By the mid-1800s, the basic laws of motion had been established; it was assumed that the law of conservation of angular momentum meant that an object in free fall needed something to push against to give it initial rotation. In other words, a cat couldn't just flip itself in space after it began falling. It must have been pushed off a tree limb or the hands of the person dropping it.

Then in 1882, French scientist Étienne-Jules Marey developed a technique called chrono-photography and used it to photograph a falling cat at 12 frames per second. The resulting images clearly showed that the cat could right itself in mid-air without pushing off anything. When Marey presented his findings at a meeting of the French Academy of Sciences in 1894, the reaction was intense. It seemed that Marey had presented evidence that contradicted the laws of physics.

It turns out, however, that the initial study of angular momentum was limited to rigid bodies. Cats are anything but. Cats are soft, cuddly, supple things. The flexibility of a cat's body makes it capable of pulling off these mid-air gymnastics.

Finding Out How Cats Land When They Fall

Scientists quickly realized their mistake, and soon an explanation was proffered. French mathematician Émile Guyou proposed a solution endorsed by Marey and accepted by most of the members of the Academy.
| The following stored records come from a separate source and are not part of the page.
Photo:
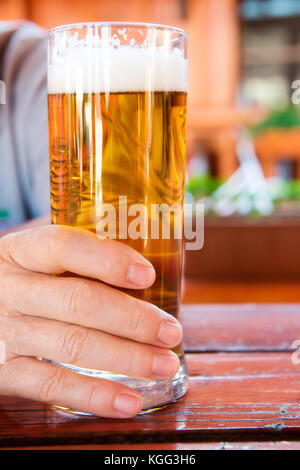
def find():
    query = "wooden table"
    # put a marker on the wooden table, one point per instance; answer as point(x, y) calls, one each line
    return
point(244, 392)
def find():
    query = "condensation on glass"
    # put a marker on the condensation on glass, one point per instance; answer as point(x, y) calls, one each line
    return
point(117, 127)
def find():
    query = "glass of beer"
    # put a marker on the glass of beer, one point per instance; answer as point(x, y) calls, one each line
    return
point(117, 141)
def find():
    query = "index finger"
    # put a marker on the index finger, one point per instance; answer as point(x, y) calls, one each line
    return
point(54, 249)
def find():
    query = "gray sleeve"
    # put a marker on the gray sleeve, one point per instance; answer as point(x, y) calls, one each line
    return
point(30, 128)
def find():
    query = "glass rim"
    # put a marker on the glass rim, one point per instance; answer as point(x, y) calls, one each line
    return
point(163, 27)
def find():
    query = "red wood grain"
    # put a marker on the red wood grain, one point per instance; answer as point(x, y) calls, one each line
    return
point(235, 396)
point(241, 327)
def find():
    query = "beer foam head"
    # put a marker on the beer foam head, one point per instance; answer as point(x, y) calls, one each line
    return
point(106, 69)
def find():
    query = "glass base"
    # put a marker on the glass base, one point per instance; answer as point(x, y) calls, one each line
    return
point(156, 394)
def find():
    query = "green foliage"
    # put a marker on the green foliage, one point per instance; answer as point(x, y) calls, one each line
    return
point(284, 118)
point(202, 185)
point(288, 191)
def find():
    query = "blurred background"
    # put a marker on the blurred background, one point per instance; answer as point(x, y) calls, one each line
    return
point(243, 134)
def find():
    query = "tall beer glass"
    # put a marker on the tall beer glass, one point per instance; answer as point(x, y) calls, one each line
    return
point(117, 136)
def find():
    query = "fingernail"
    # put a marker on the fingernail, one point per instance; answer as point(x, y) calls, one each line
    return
point(170, 333)
point(127, 404)
point(141, 275)
point(165, 365)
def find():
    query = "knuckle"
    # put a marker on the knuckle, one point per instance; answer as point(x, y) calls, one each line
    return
point(52, 386)
point(75, 298)
point(74, 343)
point(145, 321)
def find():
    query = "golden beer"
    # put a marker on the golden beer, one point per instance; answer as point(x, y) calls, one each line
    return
point(109, 140)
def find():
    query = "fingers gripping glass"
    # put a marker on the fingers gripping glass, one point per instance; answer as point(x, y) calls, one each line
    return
point(117, 135)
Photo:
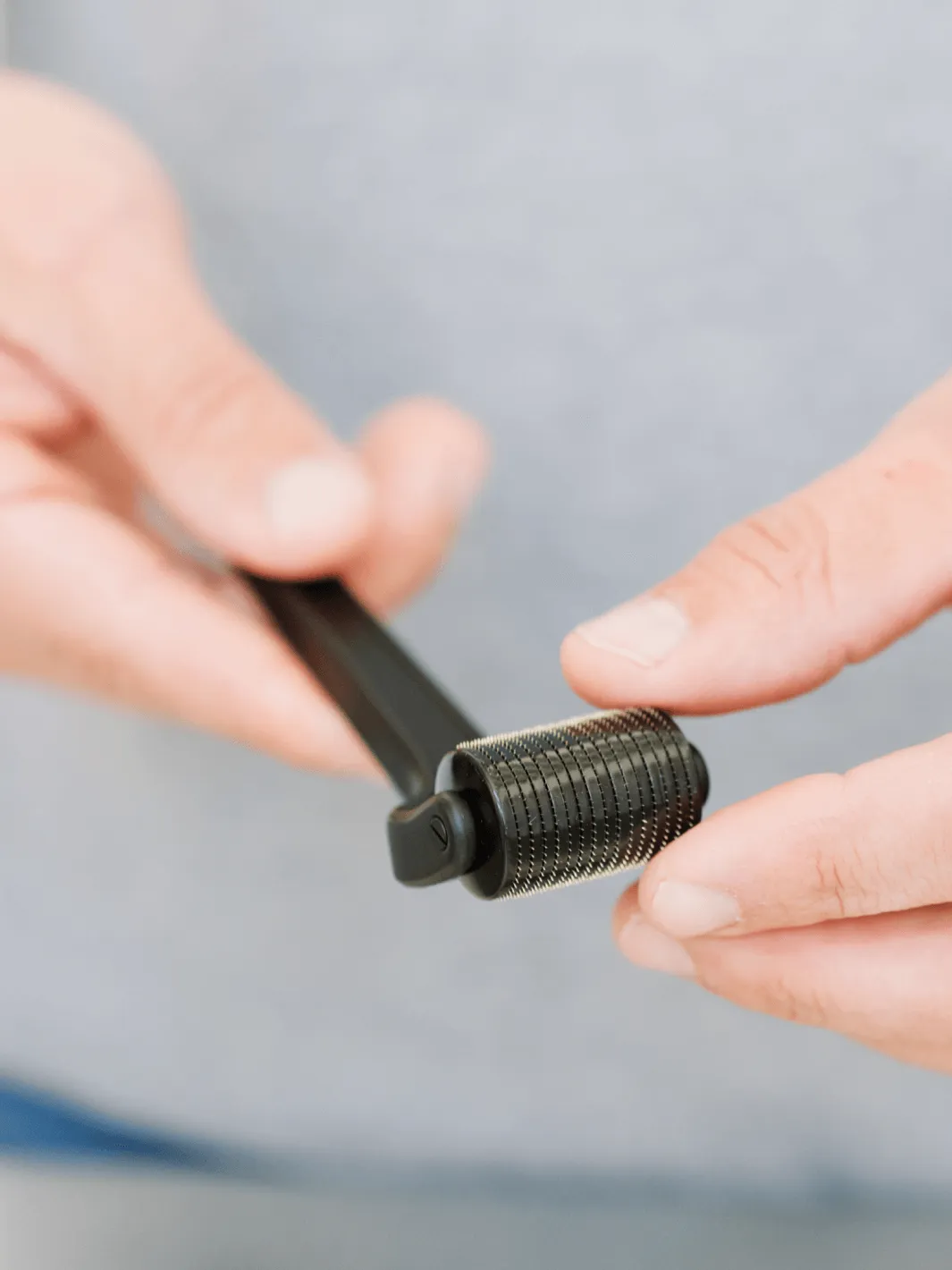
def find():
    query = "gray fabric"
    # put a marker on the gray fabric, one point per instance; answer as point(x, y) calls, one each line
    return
point(679, 258)
point(102, 1219)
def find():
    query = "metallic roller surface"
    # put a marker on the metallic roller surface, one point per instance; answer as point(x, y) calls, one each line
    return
point(510, 814)
point(573, 800)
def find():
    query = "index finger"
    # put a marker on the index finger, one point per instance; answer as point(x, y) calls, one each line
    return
point(873, 841)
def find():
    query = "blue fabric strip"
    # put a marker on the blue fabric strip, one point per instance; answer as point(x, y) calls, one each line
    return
point(38, 1122)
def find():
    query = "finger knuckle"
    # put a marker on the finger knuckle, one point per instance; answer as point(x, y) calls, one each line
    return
point(785, 546)
point(210, 402)
point(800, 1001)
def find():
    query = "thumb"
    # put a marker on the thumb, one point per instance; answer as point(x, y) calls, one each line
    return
point(782, 601)
point(98, 289)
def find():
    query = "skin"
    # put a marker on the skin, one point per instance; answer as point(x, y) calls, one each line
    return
point(846, 922)
point(121, 387)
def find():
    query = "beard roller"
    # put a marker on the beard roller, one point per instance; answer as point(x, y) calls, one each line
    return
point(510, 814)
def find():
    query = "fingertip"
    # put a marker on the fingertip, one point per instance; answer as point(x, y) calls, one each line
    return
point(440, 441)
point(626, 907)
point(319, 510)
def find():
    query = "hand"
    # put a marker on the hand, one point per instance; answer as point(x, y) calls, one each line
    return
point(115, 380)
point(827, 901)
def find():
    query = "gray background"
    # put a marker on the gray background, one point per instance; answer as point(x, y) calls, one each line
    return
point(679, 258)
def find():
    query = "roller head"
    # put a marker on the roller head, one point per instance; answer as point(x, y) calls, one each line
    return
point(573, 800)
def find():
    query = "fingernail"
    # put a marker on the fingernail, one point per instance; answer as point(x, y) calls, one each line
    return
point(643, 631)
point(317, 499)
point(654, 950)
point(687, 910)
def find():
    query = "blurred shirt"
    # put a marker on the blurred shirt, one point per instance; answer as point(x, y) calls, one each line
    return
point(679, 258)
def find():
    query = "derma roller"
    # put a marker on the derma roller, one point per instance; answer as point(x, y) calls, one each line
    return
point(510, 814)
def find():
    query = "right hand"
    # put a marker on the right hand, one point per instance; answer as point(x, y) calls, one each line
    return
point(118, 380)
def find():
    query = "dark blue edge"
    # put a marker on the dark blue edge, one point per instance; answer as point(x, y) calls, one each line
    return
point(38, 1122)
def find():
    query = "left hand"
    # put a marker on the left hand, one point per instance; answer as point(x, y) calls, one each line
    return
point(827, 901)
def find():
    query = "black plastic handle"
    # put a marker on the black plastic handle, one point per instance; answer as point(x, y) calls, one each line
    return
point(404, 718)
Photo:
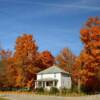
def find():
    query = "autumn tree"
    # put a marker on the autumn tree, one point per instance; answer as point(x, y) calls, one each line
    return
point(65, 59)
point(8, 71)
point(90, 36)
point(29, 60)
point(24, 58)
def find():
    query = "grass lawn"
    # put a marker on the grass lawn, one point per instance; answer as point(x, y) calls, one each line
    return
point(2, 99)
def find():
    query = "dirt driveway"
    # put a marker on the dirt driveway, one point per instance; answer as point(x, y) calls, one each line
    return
point(31, 97)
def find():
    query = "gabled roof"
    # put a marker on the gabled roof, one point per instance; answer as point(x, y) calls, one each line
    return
point(53, 69)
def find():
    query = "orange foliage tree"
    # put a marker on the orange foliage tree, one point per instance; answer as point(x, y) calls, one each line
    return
point(90, 36)
point(29, 61)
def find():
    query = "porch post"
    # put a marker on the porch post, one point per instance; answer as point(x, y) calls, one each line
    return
point(45, 84)
point(42, 84)
point(35, 84)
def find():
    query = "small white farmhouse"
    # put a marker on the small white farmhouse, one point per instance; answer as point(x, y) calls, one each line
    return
point(53, 77)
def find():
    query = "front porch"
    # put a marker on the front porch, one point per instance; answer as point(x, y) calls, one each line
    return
point(46, 83)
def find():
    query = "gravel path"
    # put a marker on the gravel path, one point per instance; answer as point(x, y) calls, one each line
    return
point(31, 97)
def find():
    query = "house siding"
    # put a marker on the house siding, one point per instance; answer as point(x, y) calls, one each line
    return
point(66, 81)
point(54, 76)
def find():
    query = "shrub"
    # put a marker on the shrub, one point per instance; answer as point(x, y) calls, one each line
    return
point(53, 90)
point(39, 90)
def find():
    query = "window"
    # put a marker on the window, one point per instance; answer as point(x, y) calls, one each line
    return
point(49, 83)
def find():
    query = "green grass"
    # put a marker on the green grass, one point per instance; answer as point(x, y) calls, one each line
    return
point(2, 99)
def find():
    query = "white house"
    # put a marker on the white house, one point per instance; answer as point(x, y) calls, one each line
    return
point(53, 77)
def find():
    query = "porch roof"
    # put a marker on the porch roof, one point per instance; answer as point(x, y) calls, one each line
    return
point(53, 69)
point(47, 79)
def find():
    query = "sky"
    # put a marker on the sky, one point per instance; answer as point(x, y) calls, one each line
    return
point(54, 24)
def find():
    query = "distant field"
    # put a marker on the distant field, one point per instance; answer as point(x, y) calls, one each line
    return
point(2, 99)
point(38, 97)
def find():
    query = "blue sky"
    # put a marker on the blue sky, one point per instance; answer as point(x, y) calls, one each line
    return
point(55, 24)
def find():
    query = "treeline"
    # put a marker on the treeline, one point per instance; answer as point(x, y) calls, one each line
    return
point(18, 69)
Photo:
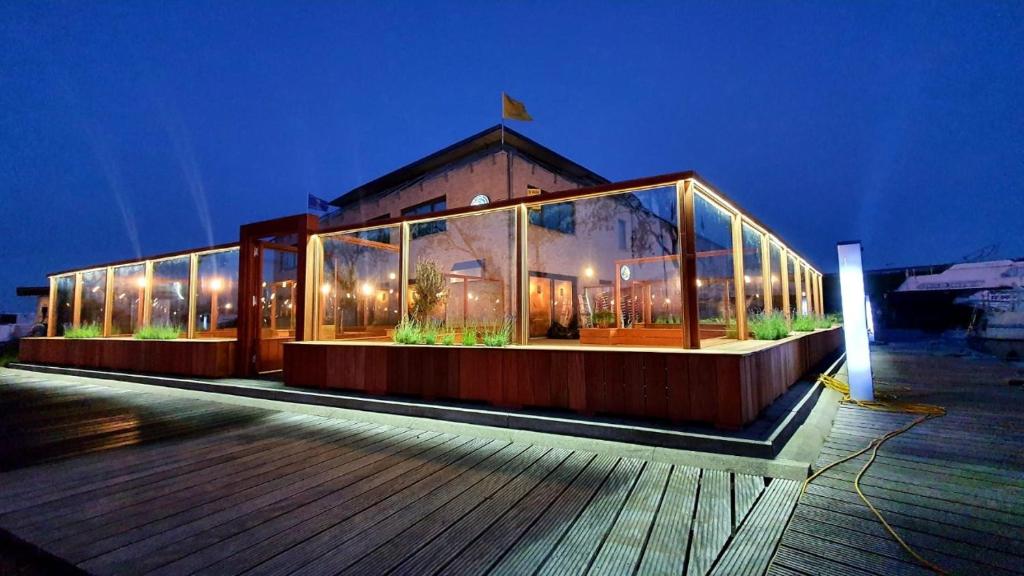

In a manner similar to ice skaters pulling in their arms to spin faster or stretching out their arms to slow down, cats used the position of their front and back legs to control their spin.

(Credit:Étienne-Jules Marey, Public domain, via Wikimedia Commons/) {{PD-US}}

When a cat first falls, Guyou suggested, it extends its rear paws and tucks in its front paws. This allows it to twist its upper body without much counter-twist from the lower body. Then the cat tucks its rear paws, extends its front paws and twists its lower body into the desired position without much counter-twisting from the upper body. Gbur calls this the Tuck and Turn model, and it was fine as far as it went. 

Ongoing Debate Of Cat Gymnastics

Then in 1935, a team of Dutch physiologists, G. G. J. Rademaker and J. W. G. ter Braak, took another look at Marey's photos and noticed something others had missed. When cats start to fall, they arch their backs, bend their bodies in the middle, then rotate the two halves in opposite directions. The front part and the back part are essentially two cylinders rotating in opposite directions. The angular momenta of the two turning parts of the cat's torso offset each other, resulting in an angular momentum of essentially zero. When the cat straightens back out, it will have flipped over. This is called the Bend and Twist model of cat turning.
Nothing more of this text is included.